If the aircraft is capable of high flight, it may encounter less traffic and enable direct legs, instead of being routed across a series of waypoints, which can reduce trip time, and it may be able to avoid stronger headwinds, especially on westbound flights.

On older turbojet aircraft, often even on short flights the trip profile was a climb all the way to a cruising altitude, then a descent back down, with little or no time spent in level flight; still more efficient than cruising at a lower altitude. We did that in the 20 series Lears and the Sabreliner, etc.

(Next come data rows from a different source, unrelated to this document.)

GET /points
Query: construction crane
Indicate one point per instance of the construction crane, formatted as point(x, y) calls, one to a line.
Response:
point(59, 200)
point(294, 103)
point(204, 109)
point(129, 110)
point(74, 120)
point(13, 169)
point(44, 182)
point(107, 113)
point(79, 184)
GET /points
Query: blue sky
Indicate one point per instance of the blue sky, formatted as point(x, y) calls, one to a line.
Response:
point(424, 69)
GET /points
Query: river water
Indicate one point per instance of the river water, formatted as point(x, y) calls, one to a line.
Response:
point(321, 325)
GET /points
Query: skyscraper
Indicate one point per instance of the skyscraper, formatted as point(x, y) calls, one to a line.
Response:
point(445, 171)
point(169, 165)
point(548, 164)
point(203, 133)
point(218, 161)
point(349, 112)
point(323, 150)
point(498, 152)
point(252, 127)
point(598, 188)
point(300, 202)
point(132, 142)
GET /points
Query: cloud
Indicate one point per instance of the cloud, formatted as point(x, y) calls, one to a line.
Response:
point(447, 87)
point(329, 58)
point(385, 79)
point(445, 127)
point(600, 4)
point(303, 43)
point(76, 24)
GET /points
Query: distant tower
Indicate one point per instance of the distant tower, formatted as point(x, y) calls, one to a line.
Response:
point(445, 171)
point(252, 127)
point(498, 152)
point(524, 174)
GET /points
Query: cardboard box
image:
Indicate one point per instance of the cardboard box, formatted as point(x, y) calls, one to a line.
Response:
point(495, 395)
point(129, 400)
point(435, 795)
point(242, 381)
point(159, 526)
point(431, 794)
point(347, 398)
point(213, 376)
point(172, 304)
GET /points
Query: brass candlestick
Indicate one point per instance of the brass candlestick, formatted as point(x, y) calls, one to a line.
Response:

It can be quieter at higher altitudes, too; the air is less dense, and there's not as much cabin noise from the slipstream outside the aircraft. In the Piaggio Avanti, it was quite enough at 41,000' that we could have a normal conversation in the cockpit and be heard by people in the back of the cabin. That's quiet.

There's a lot less traffic at FL510, than FL410, and less traffic at FL410 than say, FL350. The higher one goes, there's often less traffic.

A memorable flight was just Hillsboro to Boeing Field in a Lear 35. We had just dropped our people off at HIO and returned to BFI without buying any gas.

I can't remember exactly how high we got, but we climed empty and very little gas,,,,,,,,,something like 410............Then back to idle. It was fun!!

This was fun too!!

Is the response to control surface changes much different at FL510 than at much lower levels?